When working with quote, I have code similar to this quite often:
let values = some_iter.map(|x| x.fn_returning_result()).collect::<Result<Box<_>, _>()?;
quote!({
// some stuff omitted
#(#values),*
})
It seems a bit wasteful to allocate a Box here, just to throw it away again immediately after quote! is done. This would work, but panic instead of returning the Err:
let values = some_iter.map(|x| x.fn_returning_result().unwrap());
quote!({
// some stuff omitted
#(#values),*
})
I understand that iterators are lazy and therefore, returning from the let values ... line is not possible for the second example - but is there something that would allow me to do this when playing together with quote?
I see. You want to collect into a Result of iterators, or something like this. But collect() can only be done into a collection that it allocates, and that's a boxed slice Box<[...]> in the OP sample code.
The problem is that ToToken is only implemented on a few primitive types, and Result is not one of them.
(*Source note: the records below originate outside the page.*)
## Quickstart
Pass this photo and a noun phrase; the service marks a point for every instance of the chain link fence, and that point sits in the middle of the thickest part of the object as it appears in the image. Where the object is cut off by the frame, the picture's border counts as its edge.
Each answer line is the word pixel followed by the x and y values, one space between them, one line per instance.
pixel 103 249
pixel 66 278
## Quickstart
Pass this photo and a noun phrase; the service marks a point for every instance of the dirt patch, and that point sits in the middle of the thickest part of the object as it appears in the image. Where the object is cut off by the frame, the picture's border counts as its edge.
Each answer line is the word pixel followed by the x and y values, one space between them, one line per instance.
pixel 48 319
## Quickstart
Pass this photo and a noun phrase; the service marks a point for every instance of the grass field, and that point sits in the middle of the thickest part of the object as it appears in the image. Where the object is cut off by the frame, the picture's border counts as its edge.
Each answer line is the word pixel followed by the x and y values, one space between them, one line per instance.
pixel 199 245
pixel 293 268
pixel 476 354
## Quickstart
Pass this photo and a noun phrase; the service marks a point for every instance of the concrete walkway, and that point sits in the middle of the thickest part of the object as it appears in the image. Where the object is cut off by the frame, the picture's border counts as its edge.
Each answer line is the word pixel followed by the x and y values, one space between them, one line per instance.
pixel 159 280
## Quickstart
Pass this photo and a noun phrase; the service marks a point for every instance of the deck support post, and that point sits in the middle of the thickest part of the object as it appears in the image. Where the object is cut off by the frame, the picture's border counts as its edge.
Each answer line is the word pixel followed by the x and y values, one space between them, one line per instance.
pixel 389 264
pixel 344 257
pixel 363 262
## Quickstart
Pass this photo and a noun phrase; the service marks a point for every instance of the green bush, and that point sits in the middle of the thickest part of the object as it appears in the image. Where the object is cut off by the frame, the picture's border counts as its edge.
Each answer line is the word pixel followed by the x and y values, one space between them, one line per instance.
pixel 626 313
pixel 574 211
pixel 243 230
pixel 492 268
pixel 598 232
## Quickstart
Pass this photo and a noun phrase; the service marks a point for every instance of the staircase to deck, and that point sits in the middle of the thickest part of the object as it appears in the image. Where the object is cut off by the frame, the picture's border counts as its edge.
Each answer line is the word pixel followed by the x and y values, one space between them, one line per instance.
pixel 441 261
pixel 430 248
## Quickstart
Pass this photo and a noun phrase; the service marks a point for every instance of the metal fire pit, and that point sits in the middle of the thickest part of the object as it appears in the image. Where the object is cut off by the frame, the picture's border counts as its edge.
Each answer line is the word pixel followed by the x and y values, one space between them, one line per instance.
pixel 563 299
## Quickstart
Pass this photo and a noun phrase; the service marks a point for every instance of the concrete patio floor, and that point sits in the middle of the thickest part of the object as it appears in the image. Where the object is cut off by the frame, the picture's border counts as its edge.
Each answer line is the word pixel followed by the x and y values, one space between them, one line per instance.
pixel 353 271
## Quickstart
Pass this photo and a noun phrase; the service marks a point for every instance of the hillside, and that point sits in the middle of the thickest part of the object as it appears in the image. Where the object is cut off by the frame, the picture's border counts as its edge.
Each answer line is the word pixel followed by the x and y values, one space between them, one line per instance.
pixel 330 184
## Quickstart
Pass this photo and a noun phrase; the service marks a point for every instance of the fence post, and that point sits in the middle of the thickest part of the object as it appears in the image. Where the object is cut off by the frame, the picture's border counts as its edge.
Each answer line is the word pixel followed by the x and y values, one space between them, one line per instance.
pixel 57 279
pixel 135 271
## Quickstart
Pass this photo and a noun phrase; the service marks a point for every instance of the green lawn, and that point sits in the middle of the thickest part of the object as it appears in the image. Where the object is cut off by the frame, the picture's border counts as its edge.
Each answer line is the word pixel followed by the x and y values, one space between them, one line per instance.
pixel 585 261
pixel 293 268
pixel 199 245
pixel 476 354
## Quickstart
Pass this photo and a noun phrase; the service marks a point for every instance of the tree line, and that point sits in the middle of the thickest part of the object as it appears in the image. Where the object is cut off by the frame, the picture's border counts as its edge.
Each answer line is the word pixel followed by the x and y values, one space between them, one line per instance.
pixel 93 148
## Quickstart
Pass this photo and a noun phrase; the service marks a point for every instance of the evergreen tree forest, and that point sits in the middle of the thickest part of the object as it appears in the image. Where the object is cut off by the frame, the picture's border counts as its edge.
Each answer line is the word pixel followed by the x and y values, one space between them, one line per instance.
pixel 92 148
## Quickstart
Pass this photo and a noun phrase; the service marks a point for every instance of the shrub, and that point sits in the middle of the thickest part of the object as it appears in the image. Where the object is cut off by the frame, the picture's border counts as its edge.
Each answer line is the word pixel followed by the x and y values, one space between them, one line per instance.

Since you are allocating a TokenStream anyway, you can use a loop and "collect" into it by appending tokens while parsing [1]:
let mut quoted = TokenStream::new();
// some stuff omitted
for value in values {
let value = value?;
quoted.append_all(quote!(#value,));
}
In other words, use an explicit loop instead of the implicit loop with the #(...)* repetition syntax. Then you can trivially use the ? operator.
This example expects an iterator has been created elsewhere, and it does the parsing internally. You might as well inline the parsing instead, if you can. ↩︎
Hrm, yeah, that would work - it's not the most pretty because there's also a bit of nesting going on etc. I wonder if there even could be another way? Probably not without a change to quote?